Further details relating to the AGM will be advised in the Notice of Meeting to be sent to all shareholders and released to the ASX immediately after dispatch.
In accordance with the ASX Listing Rules, valid nominations for the position of Director are required to be lodged at the registered office of the Company no later than 5.00 pm (AEST) on 19 September 2023.
The NAOS Investor Roadshow will be coming to a city near you this October. Join us as the investment team discusses its investment philosophy and process and provides an outlook on the market. We will also highlight a selection of stocks that are held within our Listed Investment Companies (LICs).

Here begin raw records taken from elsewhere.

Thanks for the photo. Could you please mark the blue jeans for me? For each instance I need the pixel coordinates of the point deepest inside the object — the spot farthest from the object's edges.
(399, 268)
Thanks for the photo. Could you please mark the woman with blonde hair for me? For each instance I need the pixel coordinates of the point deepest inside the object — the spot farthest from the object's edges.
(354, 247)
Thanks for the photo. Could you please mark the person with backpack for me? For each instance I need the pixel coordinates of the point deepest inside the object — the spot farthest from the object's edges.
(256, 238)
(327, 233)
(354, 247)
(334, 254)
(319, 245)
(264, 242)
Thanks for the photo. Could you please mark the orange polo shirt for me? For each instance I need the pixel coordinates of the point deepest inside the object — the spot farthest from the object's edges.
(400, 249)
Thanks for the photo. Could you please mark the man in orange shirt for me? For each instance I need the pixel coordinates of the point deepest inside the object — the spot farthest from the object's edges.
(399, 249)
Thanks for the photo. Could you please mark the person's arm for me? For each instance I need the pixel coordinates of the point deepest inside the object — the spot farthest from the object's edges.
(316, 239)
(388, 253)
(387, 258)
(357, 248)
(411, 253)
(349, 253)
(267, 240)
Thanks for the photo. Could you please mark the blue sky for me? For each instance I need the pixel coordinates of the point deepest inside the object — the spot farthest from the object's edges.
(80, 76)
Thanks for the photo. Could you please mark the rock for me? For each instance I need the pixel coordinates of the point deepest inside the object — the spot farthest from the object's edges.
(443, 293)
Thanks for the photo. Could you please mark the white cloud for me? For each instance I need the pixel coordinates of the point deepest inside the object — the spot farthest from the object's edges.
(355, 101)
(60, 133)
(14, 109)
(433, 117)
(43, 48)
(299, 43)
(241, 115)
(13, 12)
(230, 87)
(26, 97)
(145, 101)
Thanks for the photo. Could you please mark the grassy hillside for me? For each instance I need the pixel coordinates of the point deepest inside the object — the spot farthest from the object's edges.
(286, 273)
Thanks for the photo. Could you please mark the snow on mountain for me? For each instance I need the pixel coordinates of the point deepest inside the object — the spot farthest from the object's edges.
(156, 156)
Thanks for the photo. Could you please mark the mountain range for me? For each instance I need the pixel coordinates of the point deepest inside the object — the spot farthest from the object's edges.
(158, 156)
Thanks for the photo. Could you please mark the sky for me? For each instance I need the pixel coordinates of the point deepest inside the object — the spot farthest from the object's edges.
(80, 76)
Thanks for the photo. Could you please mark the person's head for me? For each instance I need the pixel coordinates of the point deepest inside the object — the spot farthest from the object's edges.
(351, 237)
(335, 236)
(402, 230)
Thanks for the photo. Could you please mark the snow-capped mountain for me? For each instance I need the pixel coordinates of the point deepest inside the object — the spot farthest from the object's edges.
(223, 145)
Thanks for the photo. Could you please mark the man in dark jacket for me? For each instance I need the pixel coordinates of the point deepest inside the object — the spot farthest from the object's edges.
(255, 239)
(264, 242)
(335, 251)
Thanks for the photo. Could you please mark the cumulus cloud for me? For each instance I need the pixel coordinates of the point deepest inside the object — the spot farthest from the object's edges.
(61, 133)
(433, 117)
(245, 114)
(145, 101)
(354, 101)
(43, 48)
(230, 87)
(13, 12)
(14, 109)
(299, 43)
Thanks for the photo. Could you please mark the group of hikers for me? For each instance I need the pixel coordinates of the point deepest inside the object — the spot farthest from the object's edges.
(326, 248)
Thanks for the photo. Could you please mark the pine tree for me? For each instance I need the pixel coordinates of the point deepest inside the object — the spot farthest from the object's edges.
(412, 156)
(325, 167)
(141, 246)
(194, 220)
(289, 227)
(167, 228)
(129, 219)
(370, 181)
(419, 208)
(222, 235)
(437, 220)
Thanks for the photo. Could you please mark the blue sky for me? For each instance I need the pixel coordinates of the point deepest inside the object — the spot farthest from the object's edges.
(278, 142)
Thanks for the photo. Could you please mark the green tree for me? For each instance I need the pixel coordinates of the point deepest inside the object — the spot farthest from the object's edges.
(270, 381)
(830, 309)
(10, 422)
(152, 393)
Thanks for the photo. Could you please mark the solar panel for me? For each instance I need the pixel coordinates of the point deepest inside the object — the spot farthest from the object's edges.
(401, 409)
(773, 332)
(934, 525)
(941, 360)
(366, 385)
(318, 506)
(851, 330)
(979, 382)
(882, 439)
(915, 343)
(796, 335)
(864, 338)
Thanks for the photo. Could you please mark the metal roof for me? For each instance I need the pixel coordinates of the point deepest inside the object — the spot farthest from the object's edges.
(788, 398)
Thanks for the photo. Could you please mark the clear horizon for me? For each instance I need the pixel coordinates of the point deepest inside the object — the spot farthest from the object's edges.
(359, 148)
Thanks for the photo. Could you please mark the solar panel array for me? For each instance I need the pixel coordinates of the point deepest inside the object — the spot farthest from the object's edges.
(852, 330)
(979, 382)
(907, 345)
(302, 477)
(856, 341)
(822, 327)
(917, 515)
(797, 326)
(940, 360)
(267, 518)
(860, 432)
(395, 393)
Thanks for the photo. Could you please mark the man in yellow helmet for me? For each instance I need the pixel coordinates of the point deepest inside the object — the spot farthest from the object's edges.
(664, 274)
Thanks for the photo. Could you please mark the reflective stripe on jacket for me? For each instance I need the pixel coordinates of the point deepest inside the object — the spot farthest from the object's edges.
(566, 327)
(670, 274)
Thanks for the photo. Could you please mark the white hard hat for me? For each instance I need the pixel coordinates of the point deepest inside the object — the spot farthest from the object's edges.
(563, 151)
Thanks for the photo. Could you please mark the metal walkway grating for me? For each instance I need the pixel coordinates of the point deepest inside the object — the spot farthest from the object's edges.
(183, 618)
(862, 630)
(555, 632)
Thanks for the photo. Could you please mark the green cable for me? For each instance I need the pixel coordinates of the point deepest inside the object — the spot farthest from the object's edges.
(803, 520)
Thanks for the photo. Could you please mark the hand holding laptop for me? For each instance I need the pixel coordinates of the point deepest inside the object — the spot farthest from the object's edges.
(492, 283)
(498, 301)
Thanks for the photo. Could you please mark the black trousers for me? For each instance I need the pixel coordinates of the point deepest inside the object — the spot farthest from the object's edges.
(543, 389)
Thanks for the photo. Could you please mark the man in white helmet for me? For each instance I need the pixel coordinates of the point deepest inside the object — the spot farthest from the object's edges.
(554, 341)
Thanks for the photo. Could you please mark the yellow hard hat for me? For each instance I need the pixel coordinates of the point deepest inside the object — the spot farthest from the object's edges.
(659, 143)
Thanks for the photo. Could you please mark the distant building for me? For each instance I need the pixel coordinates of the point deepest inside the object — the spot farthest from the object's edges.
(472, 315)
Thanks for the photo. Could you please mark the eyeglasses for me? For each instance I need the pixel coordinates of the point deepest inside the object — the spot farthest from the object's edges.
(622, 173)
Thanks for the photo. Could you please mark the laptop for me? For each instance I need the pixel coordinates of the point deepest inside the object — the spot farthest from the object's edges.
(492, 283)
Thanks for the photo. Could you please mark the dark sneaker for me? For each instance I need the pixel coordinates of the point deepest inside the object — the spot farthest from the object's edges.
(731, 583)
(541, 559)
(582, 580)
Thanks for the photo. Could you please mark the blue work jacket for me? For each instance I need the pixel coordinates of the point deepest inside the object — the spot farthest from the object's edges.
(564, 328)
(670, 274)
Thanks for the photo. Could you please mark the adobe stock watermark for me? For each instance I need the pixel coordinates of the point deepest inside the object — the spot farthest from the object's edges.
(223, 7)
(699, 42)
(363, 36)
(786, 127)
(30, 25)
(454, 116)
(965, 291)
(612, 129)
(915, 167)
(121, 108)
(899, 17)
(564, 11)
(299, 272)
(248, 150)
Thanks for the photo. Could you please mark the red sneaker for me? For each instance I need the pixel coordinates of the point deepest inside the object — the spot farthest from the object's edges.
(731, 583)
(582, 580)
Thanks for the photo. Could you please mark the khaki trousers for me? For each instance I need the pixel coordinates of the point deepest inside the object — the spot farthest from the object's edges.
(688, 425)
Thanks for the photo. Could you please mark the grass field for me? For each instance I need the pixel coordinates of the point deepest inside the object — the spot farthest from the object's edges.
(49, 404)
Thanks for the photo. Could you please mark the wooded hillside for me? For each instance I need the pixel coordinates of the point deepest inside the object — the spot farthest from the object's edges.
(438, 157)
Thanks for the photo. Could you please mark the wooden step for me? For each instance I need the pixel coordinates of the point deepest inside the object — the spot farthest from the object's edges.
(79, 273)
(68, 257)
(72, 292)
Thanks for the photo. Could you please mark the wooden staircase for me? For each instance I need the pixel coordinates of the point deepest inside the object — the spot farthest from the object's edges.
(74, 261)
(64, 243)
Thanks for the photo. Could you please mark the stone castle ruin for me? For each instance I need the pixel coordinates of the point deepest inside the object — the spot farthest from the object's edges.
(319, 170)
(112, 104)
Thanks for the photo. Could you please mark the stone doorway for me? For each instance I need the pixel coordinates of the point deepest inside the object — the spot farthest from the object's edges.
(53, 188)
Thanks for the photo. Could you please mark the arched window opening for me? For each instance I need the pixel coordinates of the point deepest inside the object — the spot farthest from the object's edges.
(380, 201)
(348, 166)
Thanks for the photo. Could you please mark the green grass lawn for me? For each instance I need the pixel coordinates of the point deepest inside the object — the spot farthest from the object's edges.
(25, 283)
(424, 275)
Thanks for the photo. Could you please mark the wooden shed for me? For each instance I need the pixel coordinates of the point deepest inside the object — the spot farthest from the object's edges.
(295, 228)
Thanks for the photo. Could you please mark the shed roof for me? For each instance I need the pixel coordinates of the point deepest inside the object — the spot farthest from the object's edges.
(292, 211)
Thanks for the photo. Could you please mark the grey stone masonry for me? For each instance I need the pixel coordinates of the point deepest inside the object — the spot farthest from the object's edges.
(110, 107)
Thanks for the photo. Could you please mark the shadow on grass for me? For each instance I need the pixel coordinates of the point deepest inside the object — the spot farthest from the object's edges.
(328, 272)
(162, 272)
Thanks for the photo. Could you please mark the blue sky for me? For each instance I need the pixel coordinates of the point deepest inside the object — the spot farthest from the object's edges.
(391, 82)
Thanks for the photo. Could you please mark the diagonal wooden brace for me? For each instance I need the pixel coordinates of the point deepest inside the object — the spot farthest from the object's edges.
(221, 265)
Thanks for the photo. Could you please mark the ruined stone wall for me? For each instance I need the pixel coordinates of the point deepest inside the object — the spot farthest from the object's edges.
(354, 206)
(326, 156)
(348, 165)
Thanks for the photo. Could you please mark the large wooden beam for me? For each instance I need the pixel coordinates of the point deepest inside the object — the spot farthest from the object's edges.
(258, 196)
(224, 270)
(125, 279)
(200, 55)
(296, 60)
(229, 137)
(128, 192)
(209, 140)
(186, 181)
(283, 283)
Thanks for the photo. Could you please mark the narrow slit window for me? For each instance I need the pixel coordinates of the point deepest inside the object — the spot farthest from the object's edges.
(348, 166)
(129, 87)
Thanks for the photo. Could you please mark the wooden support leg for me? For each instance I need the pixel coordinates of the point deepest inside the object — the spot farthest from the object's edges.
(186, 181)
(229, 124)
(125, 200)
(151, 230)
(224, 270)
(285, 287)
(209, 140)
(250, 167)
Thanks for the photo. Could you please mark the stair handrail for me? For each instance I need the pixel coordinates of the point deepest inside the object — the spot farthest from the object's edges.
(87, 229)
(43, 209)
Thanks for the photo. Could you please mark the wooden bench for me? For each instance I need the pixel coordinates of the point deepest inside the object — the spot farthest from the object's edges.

We invite you to come along with a guest, meet us in person, and understand more about NAOS Asset Management (NAOS) and our LICs. Register today to secure your seat.
Thursday 12 October
10.30 am–12.00 pm
45 King William Street
Adelaide SA 5000
Tuesday 24 October
10.30 am–12.00 pm
Hyatt Hotel Canberra
120 Commonwealth Avenue
Canberra ACT 2600
Tuesday 17 October
10.30 am–12.00 pm
The Westin Melbourne
205 Collins Street
Melbourne VIC 3000
Tuesday 24 October
11.00 am–12.30 pm
815 Hay Street
Perth WA 6000
Thursday 19 October
10.30 am–12.00 pm
399 Queen Street
Brisbane QLD 4000
Thursday 26 October
10.30 am–12.00 pm
1 William Street
Sydney NSW 2010
Monday 23 October
10.30 am–12.00 pm
Wharf Road and
Newcastle NSW 2300
Visit naos.com.au/events for more information.
NAOS Small Cap Opportunities Company Limited (ASX: NSC) seeks to provide long-term concentrated exposure to Australian emerging companies while providing a sustainable, growing stream of dividends franked to the maximum extent possible, and long-term investment performance above the Benchmark Index, being the S&P/ASX Small Ordinaries Accumulation Index (XSOAI).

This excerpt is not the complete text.